謝顏到達文老先生一行人所在的花廳的時間比文老先生預料的稍微晚了一些, 而去找人的安語靖更是不知所蹤。

文老先生看著與溫家二少爺一同走來的謝顏,一頭霧水。

“謝小友,安小姐去哪裏了?還有溫二少……”

謝顏剛和心上人在一起, 還光天化日之下接了吻,此時心裏正發酥, 聽文老先生這麽一問,頓時心虛起來,不知如何解釋,生怕對方看出些什麽來。

“安小姐與我大哥有事先走了, 阿顏不認識路, 我帶他過來找您。”溫珩倒是面色如常。

“哦?那就麻煩二少了。”文老先生對安語靖和溫睿的事多少知道一點,聞言呵呵笑了兩聲。

“謝小友快跟我來, 我可是和他們打了包票,說自己遇上了一個驚為天人的後輩,這群人就等著見你呢。”

文老先生熱情地招呼謝顏去和花廳中其他人認識, 謝顏抽空看了溫珩一眼,溫珩沖他比了個晚上見的手勢,他放心地笑了笑,跟著文老先生去認人了。

文老先生這一脈的人都是他的老友或學生, 相識多年脾性相投,雖然謝顏看上去人微言輕,但有文老先生的引薦,沒有一個人輕視他,反而個個好奇不已。

謝顏的閱歷與學識都不是這具十幾歲的身軀可代表的,眾人與他交談過後, 紛紛心中暗嘆文老先生所言果然不錯, 這位謝顏小先生雖然年紀不大, 卻博古通今,更為難得的是他在這個年紀擁有這樣的學識,卻不見一絲驕傲浮躁之氣,反而沈穩內秀,舉止大方得體,讓人恍惚間覺得自己是在與一位三十多歲的儒雅先生交談。

一個下午的功夫,謝顏認全了文老先生的交際圈子,交了好幾位朋友,約了七八個飯局,有的真性情的先生聽聞他的劇院馬上就要開業了,當即表示送文的送文,送畫的送畫,幫他把場面撐起來。

謝顏對此當然樂見其成,很快就與三位以文章見長的先生約好劇院開業後請他們寫幾篇宣傳文章登報造勢,又定下了兩位擅長丹青的老先生的畫。

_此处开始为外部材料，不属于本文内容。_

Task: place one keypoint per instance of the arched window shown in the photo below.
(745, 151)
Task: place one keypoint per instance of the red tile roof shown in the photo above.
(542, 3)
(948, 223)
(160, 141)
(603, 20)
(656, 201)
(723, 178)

當然,謝顏也不會只收禮物白占便宜,他答應劇院開業那天給這幾位老先生留一個包廂,請他們看戲。

白落秋在漢口的第一場戲的包廂,其價值根本不是金錢可以衡量的,多少大戶人家沒點關系拿著大把銀票也訂不下來,幾位先生都是愛聽戲的,見謝顏這麽爽快,更加高興,紛紛表示回去後還可以請其他朋友也幫劇院寫宣傳文章。

我們華夏有為青年自己開的劇院,必須支持!

謝顏也順勢表示,只要包廂坐得下,老先生們還可以帶朋友們一起來看戲——反正就那麽間包廂,人多人少不都是看戲嗎。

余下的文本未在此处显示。